Reputation: 5356
I am trying to build a simple asp.net application (webforms) and I would like to do the routing in the client. This is a SPA.
I am using the page.js library to handle the routing. My development environment is visual studio 2015 Enterprise. This is an example of a routing
page('/admin', display_admin);
page('/items/:sub/:id', display_item);
In the server-side, I setup things so that for every url request, index.html is loaded (since routing is handled in the client) and the appropriate route handler is called and executed. In the web.config I have:
<configuration>
<system.webServer>
<modules runAllManagedModulesForAllRequests="true" />
<rewrite>
<rules>
<!--Redirect selected traffic to index -->
<rule name="Index Rule" stopProcessing="true">
<match url=".*" />
<conditions logicalGrouping="MatchAll">
<add input="{REQUEST_FILENAME}" matchType="IsFile" negate="true" />
<add input="{REQUEST_URI}" matchType="Pattern" pattern="^/api/" negate="true" />
</conditions>
<action type="Rewrite" url="/index.html" />
</rule>
</rules>
</rewrite>
</system.webServer>
</configuration>
see this article ASP.NET 5 and AngularJS Part 3, Adding Client Routing
Everything works fine when the custom url is of this form '/xxx' for example '/admin' , '/items' etc... But it does not work for complex url where the path of the form '/xxx/yyy/zzz'. ex: 'items/cars/10'. In visual studio during debug the application craches:
You can see that the server (embedded webserver in visual studio) tries to load resources for page "1" from the folder at 'localhost:port/items/c/' which of course does not exist. This request does not reach my server where a redirect would occur to page 'index.html'.

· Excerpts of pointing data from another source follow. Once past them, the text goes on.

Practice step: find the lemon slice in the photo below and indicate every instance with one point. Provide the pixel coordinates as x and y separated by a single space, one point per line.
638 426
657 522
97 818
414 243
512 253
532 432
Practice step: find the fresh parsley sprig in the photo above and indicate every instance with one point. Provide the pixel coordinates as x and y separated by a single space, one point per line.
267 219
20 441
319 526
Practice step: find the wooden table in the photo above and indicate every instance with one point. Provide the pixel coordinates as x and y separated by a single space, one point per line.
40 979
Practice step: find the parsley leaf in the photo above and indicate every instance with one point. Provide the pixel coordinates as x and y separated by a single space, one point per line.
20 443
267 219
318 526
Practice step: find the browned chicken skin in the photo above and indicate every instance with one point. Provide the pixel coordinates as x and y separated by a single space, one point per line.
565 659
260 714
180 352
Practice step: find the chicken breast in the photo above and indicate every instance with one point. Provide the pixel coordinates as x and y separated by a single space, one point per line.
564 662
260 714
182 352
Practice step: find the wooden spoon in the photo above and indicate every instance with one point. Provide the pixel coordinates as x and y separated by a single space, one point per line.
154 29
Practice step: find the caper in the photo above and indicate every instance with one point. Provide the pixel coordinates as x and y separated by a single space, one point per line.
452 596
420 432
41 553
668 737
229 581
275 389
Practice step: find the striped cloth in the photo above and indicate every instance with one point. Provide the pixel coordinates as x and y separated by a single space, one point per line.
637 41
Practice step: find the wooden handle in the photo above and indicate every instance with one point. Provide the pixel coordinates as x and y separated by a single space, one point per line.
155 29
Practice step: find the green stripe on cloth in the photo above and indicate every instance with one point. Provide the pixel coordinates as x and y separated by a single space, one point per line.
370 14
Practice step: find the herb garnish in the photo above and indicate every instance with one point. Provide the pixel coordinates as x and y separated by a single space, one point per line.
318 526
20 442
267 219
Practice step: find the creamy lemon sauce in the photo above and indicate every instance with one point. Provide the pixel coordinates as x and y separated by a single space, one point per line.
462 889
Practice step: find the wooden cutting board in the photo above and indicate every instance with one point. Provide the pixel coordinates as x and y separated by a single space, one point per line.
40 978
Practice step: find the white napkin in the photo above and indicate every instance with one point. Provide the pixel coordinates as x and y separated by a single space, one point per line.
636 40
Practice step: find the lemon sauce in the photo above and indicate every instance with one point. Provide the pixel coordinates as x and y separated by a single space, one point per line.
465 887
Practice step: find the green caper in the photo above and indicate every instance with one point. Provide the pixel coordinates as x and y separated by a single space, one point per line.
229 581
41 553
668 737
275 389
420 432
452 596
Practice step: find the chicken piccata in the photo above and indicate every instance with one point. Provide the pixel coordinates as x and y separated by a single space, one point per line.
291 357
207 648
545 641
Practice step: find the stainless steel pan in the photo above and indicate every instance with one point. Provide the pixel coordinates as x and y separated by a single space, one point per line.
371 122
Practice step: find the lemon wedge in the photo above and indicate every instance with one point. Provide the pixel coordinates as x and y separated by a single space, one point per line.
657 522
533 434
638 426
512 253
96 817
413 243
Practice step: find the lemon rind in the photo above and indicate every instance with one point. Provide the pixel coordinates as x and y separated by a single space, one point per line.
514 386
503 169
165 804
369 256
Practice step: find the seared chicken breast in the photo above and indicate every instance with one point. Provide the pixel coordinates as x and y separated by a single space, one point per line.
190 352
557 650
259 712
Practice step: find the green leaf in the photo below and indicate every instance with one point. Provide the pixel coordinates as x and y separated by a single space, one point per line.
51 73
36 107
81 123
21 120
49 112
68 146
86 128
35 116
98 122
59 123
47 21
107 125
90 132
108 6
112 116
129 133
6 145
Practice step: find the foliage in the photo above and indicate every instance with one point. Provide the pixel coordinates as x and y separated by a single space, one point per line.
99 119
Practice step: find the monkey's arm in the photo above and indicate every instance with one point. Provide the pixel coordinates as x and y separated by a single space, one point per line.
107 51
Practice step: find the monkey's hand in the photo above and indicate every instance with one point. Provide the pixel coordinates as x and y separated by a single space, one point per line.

How can I implement client-side routing in asp.net (with .html files, not .aspx files) and with complex url path?
I am guessing that this is problem related to the embedded webserver in visual studio (which is a light iis version...)
Any help, any hint would be greatly appreciated
Thank you stackoverflow community
Upvotes: 1
Views: 283
Reputation: 31163
You are most likely using relative paths to scripts. This means the browser will assume the page being served is under /something/else/entirely
and will ask for it there. Use an absolute path as /bootstrap.min.js
to make sure it's requested properly.
The server may internally redirect to /index.html
with your configuration but the browser doesn't know that.
The reason why single level /something
works is due to browser still assuming everything is on the root level. An additional slash and the context moves down one "folder."